From Kirkus Reviews:
The Booth family's important place in theater history has often been overshadowed or obscured by the notoriety of John Wilkes. This anecdotal group-biography, by the author of When the Cheering Stopped and other popular history/biography, doesn't help matters much--since nearly half the book is devoted to the largely familiar assassination saga. As a personality, father Junius Brutus Booth (1796-1852) seems the most interesting figure here. The son of a well-to-do London lawyer, young wastrel Junius was unprepossessing offstage but, more than a little mad, became a quick success in frenzied acting roles. He soon ran off to America with his pregnant mistress, abandoning a wife and child; within a year, he was considered the country's most prominent actor and, settling in Maryland, he fathered more children, cultivated many eccentricities, and succumbed frequently to alcoholism. Somber teenaged son Edwin was pushed onstage early; he went through a libertine phase, roughed it on the mining-camp vaudeville circuit, suffered from depression and alcoholism--but emerged, in his unextravagant way, as the era's greatest Hamlet, the ``Prince of Players.'' His little brother Johnny had it easier; with legendary good looks and natural exuberance, his acting fame came without much effort. But, for reasons never made clear, John Wilkes became obsessed with the South's defeat, with the idea of kidnapping and, later, with killing Lincoln. Smith savors every detail of the assassination melodrama, even those--like Mrs. Lincoln's neuroses--that have nothing to do with Booth. By contrast, Edwin's life from 1865 to 1893 (blighted by shame but busy nonetheless) is covered in two sketchy chapters. And the book is limited throughout by Smith's failure to probe or interpret, by his willingness to give equal weight to stories of varying credibility. Readable but only half-satisfying pop-history--more for assassination buffs (Smith brings together many sources) than for fanciers of theater history. (B&w photos--not seen.) -- Copyright ©1992, Kirkus Associates, LP. All rights reserved.
From Publishers Weekly:
Exemplary scholarship and deep feelings shape this portrait of the Booth family, a worthy successor to the author's Lee and Grant and his other well-received historical biographies. As events unfold against a wonderfully detailed evocation of the 19th century, Junius Brutus thrills audiences with his portrayals of Shakespeare's King Lear and Richard III, despite his notorious madness.

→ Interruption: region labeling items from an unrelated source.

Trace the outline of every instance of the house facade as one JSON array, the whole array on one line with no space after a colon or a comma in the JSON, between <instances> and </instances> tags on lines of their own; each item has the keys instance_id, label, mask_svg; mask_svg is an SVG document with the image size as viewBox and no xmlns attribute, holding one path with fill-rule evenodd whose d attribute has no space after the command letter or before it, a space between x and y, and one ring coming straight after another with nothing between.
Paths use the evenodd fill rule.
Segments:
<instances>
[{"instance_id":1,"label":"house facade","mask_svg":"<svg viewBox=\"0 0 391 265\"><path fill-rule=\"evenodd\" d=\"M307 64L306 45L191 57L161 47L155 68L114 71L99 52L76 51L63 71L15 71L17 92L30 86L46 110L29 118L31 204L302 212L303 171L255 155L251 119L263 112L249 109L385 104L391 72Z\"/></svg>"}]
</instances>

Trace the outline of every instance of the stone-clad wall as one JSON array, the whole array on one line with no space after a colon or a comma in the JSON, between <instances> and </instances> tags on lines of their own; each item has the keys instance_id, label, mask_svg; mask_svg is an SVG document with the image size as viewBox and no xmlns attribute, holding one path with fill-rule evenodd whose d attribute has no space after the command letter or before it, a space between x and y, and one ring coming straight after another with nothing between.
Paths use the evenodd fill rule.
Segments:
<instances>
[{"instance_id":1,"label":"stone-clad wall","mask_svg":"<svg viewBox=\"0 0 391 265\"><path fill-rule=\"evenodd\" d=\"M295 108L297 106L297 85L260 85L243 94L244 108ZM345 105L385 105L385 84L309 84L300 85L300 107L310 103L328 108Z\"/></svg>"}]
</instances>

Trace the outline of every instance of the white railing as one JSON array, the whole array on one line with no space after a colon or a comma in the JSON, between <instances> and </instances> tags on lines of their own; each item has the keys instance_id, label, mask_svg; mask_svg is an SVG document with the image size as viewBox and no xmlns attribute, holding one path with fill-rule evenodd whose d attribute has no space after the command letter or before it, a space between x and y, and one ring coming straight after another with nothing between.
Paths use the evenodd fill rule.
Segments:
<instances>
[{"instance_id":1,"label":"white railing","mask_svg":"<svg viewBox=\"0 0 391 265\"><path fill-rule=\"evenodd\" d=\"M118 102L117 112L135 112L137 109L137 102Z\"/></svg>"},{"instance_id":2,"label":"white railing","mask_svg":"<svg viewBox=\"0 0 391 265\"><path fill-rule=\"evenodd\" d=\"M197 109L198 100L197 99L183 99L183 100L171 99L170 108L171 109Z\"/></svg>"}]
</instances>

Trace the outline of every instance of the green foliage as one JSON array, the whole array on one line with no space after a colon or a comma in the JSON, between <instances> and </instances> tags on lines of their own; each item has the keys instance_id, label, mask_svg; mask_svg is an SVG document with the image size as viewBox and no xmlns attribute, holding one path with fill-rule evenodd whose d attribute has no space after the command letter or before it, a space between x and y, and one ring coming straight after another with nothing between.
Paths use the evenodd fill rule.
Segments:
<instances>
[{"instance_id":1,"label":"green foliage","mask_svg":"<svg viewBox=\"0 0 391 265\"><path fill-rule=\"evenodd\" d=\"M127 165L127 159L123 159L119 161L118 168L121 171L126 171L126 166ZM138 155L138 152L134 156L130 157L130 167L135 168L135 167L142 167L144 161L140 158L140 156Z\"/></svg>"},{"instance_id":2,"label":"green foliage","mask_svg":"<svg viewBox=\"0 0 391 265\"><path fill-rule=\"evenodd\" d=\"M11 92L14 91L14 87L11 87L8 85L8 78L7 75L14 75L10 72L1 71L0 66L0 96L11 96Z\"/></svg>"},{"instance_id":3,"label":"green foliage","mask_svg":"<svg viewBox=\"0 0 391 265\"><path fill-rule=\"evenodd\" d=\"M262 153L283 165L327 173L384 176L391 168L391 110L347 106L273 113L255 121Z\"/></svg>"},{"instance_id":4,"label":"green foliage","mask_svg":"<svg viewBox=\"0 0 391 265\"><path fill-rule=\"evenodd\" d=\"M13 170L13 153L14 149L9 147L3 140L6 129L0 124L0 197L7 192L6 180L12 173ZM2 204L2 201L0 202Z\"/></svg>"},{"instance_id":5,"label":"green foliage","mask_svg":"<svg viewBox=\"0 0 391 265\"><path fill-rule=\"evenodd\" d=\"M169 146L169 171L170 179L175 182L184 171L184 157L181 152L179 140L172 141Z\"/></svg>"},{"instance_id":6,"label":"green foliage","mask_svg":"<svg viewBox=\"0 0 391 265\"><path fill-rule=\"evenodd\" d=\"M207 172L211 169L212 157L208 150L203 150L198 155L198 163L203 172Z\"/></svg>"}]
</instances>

His equally gifted sons were totally different from their father and each other. A great actor, Edwin could barely utter a word offstage; he was painfully depressed and afraid he too might lose his mind. John Wilkes seems to have been sane: a handsome man beloved by women, gregarious, popular, as admired as Edwin in certain roles. When Robert E. Lee surrendered, however, John's commitment to the Southern cause turned his thoughts to revenge, culminating in his assassination of President Lincoln. In vivid detail Smith reveals the murder's dreadful impact on the Booths and numerous others, mostly innocent victims of a tragedy Shakespeare might have written. Illustrations not seen by PW. First serial to American Heritage; Reader's Digest Condensed Books selection.